Sono ormai oltre 100.000 le persone arrivate in Armenia, principalmente nella regione di Syunik, nel sud del Paese, dal Nagorno-Karabakh, che contava circa 120.000 armeni. La maggior parte di loro è arrivata con pochi effetti personali e ha bisogno di assistenza urgente, tra cui coperte, materiali per il letto, supporto medico e psicosociale e un riparo nell’immediato. Inoltre, molti dei rifugiati, prima di essere evacuati in Armenia, hanno subito perquisizioni personali, intimidazioni e scherno da parte degli azeri. Tutti gli uomini che avevano combattuto in guerra prima di scappare hanno bruciato i loro beni militari per sopravvivere ai checkpoint controllati dagli azeri e non farsi riconoscere.
Il governo armeno si è assunto la responsabilità di fornire protezione e assistenza con il supporto dell’UNHCR e di altre agenzie ONU e ong, ma per un Paese di 2.8 milioni di persone e un’economia debole non sarà facile continuare a fornire assistenza ai profughi. La strada per arrivare in Armenia passa tra le montagne e le macchine rimangono bloccate svariate ore a causa del traffico.
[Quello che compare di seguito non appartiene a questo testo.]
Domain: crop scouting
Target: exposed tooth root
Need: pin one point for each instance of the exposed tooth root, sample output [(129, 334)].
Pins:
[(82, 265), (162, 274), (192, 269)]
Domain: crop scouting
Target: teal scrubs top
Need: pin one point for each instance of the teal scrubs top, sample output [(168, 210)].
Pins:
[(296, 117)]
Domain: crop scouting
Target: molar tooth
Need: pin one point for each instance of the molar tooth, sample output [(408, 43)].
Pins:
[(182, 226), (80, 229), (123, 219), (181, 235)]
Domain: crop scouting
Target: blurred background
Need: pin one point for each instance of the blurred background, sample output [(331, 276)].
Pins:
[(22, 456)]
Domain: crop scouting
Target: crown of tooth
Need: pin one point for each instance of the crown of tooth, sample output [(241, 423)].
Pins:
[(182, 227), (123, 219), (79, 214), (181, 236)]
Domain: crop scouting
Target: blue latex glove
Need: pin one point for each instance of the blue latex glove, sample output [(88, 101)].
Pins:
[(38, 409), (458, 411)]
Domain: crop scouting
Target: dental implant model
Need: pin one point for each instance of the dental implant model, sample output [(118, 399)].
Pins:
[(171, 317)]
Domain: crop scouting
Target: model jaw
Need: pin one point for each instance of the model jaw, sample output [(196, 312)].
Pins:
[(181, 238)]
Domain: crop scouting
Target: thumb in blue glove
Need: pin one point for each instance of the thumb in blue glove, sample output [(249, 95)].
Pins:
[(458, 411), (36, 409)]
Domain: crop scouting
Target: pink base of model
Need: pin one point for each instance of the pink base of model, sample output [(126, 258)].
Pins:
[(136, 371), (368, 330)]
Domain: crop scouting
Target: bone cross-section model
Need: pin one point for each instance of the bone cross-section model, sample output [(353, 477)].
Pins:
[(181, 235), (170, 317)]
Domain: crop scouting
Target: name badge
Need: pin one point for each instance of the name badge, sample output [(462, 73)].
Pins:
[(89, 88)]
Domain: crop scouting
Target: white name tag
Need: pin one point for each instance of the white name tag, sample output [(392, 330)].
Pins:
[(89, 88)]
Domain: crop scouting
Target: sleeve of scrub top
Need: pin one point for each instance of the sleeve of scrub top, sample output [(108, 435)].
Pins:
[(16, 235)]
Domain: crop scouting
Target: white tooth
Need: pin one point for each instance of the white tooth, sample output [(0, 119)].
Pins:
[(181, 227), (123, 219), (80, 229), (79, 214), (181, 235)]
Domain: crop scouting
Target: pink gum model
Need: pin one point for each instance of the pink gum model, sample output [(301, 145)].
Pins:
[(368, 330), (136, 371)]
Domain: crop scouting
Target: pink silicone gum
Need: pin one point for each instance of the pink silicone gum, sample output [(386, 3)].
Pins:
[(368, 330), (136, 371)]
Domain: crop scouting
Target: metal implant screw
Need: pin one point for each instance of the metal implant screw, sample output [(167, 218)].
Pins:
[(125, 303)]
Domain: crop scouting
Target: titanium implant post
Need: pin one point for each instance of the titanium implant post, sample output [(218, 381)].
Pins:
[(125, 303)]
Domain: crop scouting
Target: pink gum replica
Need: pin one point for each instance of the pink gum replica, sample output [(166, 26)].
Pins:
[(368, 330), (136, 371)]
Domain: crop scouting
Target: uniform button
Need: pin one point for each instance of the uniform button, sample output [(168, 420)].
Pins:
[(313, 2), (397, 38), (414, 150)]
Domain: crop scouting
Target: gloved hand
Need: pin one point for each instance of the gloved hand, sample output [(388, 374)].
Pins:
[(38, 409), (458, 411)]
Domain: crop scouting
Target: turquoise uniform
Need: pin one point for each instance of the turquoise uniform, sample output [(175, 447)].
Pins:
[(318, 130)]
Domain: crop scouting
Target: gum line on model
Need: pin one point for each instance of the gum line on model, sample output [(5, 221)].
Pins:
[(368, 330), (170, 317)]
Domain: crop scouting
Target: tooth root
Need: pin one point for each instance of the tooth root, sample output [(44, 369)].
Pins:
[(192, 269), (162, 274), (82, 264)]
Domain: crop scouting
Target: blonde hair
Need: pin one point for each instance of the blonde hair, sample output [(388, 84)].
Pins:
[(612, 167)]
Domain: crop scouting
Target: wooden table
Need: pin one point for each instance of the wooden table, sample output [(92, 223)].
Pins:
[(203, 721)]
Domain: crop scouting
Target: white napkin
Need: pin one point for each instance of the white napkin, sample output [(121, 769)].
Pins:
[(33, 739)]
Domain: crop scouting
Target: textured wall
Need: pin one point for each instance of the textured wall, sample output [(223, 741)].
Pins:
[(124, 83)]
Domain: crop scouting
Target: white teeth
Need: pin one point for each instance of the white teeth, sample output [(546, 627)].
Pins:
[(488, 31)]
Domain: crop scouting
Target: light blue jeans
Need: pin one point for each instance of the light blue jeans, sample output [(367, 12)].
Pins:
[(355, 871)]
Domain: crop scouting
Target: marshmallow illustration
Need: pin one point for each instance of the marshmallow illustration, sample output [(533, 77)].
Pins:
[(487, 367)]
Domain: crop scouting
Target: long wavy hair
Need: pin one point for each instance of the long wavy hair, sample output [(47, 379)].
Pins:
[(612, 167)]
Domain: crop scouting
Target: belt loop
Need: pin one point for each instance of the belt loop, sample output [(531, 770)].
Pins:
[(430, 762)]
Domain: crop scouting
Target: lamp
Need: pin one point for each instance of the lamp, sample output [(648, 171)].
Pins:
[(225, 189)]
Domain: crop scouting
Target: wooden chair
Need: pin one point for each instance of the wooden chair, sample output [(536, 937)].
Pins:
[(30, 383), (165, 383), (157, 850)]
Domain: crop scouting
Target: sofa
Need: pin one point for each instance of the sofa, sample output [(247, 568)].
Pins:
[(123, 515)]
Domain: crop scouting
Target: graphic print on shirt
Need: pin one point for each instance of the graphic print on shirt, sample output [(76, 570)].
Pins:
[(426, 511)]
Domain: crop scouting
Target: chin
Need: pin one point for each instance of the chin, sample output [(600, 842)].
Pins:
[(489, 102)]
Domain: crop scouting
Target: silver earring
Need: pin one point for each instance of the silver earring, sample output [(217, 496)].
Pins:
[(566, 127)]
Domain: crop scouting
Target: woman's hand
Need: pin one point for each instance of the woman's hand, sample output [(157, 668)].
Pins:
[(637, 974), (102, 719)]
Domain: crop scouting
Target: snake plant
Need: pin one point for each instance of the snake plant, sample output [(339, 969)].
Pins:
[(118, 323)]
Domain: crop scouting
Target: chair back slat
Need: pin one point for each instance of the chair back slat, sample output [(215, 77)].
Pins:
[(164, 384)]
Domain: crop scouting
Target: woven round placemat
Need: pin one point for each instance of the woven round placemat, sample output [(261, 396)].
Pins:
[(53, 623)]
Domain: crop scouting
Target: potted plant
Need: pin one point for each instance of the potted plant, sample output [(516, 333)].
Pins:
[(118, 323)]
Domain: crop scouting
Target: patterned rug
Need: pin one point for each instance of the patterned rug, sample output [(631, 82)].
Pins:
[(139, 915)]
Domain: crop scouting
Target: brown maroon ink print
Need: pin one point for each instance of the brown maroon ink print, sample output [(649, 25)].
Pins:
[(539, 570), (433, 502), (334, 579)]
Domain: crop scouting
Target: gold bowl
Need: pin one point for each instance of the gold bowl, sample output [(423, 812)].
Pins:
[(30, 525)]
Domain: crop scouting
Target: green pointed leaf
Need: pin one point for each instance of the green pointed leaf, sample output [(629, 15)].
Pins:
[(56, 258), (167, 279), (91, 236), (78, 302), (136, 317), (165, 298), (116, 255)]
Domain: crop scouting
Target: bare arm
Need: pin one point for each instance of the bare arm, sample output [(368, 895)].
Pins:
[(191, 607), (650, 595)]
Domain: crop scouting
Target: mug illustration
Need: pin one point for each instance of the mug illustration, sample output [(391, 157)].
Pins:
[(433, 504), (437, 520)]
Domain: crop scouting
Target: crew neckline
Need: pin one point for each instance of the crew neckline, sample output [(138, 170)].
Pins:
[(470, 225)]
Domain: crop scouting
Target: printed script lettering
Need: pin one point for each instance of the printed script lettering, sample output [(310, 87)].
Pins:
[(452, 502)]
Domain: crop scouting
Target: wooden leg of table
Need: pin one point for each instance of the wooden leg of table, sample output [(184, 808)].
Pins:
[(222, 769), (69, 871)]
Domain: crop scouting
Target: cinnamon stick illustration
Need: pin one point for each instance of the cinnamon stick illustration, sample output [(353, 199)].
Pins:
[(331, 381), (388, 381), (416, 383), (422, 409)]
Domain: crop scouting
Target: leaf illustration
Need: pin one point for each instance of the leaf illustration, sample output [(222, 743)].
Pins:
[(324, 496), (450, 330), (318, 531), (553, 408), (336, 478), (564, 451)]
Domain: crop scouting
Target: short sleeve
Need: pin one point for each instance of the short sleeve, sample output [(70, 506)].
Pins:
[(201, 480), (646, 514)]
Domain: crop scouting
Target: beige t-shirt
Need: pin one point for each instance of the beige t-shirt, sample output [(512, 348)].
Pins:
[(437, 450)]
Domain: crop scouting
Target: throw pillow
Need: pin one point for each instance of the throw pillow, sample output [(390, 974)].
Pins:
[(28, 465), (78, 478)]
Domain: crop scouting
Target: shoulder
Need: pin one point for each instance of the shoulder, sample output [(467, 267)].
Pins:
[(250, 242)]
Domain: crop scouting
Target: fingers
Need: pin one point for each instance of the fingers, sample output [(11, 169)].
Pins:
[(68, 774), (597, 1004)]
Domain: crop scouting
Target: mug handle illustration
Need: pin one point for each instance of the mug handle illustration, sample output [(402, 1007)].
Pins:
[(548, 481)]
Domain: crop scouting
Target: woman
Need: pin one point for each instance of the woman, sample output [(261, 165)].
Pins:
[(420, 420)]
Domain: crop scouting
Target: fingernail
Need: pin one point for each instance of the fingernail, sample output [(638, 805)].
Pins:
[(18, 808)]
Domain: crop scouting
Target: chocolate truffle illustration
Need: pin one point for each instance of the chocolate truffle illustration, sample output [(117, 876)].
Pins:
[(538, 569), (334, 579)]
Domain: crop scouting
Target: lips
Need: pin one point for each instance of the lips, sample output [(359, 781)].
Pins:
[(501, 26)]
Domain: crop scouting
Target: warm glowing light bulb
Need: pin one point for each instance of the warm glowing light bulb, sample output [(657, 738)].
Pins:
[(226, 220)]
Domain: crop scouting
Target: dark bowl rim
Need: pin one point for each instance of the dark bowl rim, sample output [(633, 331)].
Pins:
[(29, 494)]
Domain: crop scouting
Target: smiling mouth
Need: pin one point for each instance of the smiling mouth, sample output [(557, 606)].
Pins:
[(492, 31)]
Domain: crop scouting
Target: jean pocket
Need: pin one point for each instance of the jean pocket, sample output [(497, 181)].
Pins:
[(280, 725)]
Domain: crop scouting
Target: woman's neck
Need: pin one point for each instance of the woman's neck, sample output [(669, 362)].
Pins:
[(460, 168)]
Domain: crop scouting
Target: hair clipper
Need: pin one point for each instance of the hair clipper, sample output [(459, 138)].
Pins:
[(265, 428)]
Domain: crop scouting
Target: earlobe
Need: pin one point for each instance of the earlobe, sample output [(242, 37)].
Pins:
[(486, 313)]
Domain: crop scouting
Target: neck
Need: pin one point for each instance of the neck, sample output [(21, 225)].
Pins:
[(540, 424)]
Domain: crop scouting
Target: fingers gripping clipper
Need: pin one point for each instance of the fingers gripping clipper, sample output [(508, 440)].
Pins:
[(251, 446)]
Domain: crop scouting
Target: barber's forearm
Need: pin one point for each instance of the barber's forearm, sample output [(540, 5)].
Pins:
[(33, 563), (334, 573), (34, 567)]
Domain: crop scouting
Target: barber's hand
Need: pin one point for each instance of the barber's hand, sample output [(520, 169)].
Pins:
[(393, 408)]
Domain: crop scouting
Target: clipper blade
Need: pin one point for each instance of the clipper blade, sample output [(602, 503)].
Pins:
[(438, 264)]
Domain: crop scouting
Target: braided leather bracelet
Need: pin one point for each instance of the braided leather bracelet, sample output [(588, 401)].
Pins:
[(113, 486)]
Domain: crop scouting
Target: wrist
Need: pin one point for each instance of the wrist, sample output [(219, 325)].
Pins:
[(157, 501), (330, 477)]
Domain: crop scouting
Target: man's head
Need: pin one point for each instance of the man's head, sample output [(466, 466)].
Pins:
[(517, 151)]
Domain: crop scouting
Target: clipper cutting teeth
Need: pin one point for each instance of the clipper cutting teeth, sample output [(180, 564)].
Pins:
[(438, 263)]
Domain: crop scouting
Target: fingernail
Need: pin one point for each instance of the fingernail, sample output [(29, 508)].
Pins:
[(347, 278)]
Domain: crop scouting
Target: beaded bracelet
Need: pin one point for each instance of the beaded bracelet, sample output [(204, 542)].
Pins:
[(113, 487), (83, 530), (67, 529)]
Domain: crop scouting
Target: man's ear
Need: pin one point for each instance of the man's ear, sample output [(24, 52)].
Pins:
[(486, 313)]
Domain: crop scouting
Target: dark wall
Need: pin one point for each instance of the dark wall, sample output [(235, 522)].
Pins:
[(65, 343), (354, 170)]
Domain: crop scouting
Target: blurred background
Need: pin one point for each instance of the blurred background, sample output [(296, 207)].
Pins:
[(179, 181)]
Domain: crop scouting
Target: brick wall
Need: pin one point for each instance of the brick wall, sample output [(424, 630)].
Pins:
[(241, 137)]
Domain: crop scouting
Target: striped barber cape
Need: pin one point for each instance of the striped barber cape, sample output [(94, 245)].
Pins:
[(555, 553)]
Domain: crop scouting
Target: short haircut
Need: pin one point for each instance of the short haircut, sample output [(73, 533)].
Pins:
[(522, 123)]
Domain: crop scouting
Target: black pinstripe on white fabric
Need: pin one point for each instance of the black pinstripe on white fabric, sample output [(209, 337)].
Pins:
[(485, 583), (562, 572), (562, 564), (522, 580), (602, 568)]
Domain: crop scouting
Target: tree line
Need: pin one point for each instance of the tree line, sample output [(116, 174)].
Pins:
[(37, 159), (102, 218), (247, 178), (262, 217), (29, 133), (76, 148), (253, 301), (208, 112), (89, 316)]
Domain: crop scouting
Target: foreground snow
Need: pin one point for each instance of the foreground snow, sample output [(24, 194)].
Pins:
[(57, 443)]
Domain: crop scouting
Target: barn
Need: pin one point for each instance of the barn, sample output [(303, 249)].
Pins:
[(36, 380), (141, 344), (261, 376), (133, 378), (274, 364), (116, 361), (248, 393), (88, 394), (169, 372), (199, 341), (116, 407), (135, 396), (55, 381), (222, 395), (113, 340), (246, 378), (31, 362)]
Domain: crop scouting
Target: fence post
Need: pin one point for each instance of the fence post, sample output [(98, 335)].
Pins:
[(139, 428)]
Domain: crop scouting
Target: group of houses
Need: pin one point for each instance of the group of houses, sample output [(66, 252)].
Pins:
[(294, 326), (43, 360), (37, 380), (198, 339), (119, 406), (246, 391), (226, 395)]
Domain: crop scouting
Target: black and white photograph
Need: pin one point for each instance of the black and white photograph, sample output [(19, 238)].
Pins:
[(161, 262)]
Più di 170 persone sono state uccise e oltre 200 sono rimaste ferite in un’esplosione avvenuta l’ultima settimana di settembre in un affollato deposito di carburante lungo il percorso di ingresso in Armenia.
Alcuni esperti parlano di crimini contro l’umanità, di migrazione forzata in particolare, poiché queste persone stanno scappando da un territorio in cui non si sentono più al sicuro. Altri parlano di pulizia etnica perché si tratta dell’allontanamento forzato di un’intera popolazione di una etnia specifica dal proprio territorio. Josep Borrell, alto rappresentante dell’Ue per la politica estera e di sicurezza, ha dichiarato che “l’Unione europea si aspetta che l’Azerbaigian risponda alle esigenze degli armeni del Karabakh rimasti sul territorio azero e fornisca loro la necessaria assistenza umanitaria e sicurezza. Coloro che sono fuggiti in Armenia devono poter tornare alle loro case in sicurezza. Anche il loro patrimonio culturale e i diritti di proprietà devono essere garantiti e protetti dall’Azerbaigian.” Ad oggi, però, sembra che il Nagorno-Karabakh si stia spopolando.